The purpose of the electoral college is to acknowledge the states as mostly-sovereign entities in their own right. This used to be quite important; it remains an issue, though largely a proxy war, today. I don't know whether or not I support the electoral college. I actually quite like liquid democracy, but I'm not yet sold on the system; I have a friend currently working on implementing it and it's interesting to watch him work through its issues. It's one of those things that wouldn't have been feasible in 1800 but is far more feasible today.

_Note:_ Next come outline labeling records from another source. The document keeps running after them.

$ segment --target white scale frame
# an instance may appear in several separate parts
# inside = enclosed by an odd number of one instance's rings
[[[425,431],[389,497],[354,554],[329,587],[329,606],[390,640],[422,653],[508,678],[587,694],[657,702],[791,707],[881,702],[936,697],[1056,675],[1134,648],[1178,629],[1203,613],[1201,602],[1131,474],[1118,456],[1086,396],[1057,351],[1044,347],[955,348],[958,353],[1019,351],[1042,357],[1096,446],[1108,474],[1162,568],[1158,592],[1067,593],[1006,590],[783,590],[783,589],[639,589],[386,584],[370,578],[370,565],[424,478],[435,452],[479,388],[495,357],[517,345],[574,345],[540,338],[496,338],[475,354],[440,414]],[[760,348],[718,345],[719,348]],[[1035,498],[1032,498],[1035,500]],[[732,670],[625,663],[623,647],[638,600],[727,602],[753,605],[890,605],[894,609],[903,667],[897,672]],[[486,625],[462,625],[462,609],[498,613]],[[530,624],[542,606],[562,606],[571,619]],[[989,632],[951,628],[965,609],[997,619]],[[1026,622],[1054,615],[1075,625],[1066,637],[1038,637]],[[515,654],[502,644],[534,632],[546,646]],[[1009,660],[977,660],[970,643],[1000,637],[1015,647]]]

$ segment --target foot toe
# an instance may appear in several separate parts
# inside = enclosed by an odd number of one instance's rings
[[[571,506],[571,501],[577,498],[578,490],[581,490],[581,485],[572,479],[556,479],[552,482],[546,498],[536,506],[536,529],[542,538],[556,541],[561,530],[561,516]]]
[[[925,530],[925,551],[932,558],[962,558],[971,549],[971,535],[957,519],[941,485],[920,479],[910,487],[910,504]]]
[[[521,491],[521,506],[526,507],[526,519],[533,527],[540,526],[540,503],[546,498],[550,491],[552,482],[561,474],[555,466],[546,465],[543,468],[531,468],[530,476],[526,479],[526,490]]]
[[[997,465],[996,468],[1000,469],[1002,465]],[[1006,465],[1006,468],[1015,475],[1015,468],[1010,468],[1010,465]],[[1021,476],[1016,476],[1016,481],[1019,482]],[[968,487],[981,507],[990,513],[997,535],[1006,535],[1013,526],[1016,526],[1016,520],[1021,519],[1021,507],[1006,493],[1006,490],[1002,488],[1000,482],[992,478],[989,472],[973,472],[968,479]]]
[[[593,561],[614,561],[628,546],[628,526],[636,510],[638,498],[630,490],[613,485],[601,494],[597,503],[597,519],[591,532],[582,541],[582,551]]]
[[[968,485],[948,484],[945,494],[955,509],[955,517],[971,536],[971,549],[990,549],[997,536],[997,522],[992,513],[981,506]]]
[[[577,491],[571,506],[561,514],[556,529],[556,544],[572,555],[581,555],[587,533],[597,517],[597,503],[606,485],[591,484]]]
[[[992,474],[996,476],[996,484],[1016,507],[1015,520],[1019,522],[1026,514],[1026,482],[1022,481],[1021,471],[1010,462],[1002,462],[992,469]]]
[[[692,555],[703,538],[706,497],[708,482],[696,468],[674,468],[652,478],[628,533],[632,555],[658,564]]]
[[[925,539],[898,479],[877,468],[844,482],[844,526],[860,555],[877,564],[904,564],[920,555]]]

Digression aside, the acknowledgement of the states is a neutralization of pure people power. It is the same reason that the Supreme Court is not elected, and executive appointees are not elected. These are things that are intended to be a check against the people. This is also why the tax-exempt status of churches is supposed to depend on the fact that they are to be politically neutral, and why Kennedy's Catholicism was such a hot issue when he ran for office. This is why charities frequently remain neutral in political discourse, why HN was divided on whether a business should be allowed to take sides on a political issue. This is why you're not allowed to discuss who you're voting for, or campaign for a candidate or issue, within a certain radius of a polling station.

Because "one person, one vote" never is. In any group of people larger than approximately 25 and definitely larger than 150, you will never actually get "one person, one vote". You will get political parties, who give you flyers saying "Vote for these 5 dudes, vote yes on A, B, and D, vote no on C and E," and those flyers will be followed to the letter.

It is probably possible to maintain the argument for "one person, one vote" despite all of these reasons not to, of course. I'd like to see the argument made that can account for the problem of demagoguery, the problem of charisma, especially enhanced as it's been by the advent of television. I haven't seen it yet.